Belgium are out of the World Cup. Given the talent available to Roberto Martinez and what came before, they’re perhaps also out with a bit of a whimper. France showed themselves to be disciplined and organised this evening, in possession of a lethal counter-attack too, but most will conclude that Eden Hazard, Kevin De Bruyne and the rest should have made more of an impression than they ultimately did.
A semi-final is no poor return, but under the circumstances it’s still less than it might have been. No Germany, no Spain; this was an opportunity wasted and, for the older members of the squad, a final chance gone.
In the coming days, Romelu Lukaku will draw some flak. He also had a fallow night in St Petersburg and, unfortunately, that will feed the lasting perception that he isn’t really the right centre-forward for the big games. That ignores that he didn’t really have a kick in anger against the French and that much of Didier Deschamps gameplan seemed aimed at marginalising him, but it’s habit now – Lukaku is just one of those players who people reflexively criticise.
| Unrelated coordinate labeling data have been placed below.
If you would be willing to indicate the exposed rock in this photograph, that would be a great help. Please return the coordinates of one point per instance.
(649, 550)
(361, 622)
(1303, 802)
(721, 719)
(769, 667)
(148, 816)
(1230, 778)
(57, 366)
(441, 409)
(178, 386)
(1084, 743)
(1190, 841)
It’s a shame, because he’s had an excellent tournament. Not necessarily in terms of his goalscoring, which was more than adequate, but his all-round performances, which have cast him as broadening and evolving player. He’ll probably always be a slightly hit-and-miss striker, one whose form is starkly binary, but that issue obscures the rapid development of his supplementary attributes. As anyone watching will surely know, this was the World Cup when he showed just how much finer his first touch has become and, quite unexpectedly, what an unselfish and smart off-the-ball runner he can be.
Yes, there has been evidence of that before, but rarely in such a vibrant way. Both Nacer Chadli’s goal against the Japanese and Kevin De Bruyne’s tracer bullet against the Brazilians owed huge debts to Lukaku and, although none of us are quite in domestic football mode just yet, you do wonder just how Manchester United may benefit from this growing influence.
It’s not correct to say that Jose Mourinho only uses Lukaku as a targetman. Clearly not, because he’s frequently to be found in the channels and at no point has he been a static centre-forward. Nevertheless, to see him in Russia was to watch a player capable of shifting his team’s gears – by picking up the ball in deeper positions and surging past defenders – and it’s just too tempting to wonder whether that energy can be captured and used to make United a little more forceful. They’re not a bad team – they finished second in the Premier League and reached an FA Cup final, after all – but they are one which often struggles for rhythm and is capable of being frustratingly passive.
The how and why of this is Mourinho’s job and the signings which have been (and will be) made will no doubt foster an improvement. Nevertheless, United are clearly not extracting the most valuable possible out of Lukaku. His goal-return was fine, if a little patchy, but he can be such a problem for defenders in so many ways that you have to believe United could find ways of using him which caused more fractures in their opposition.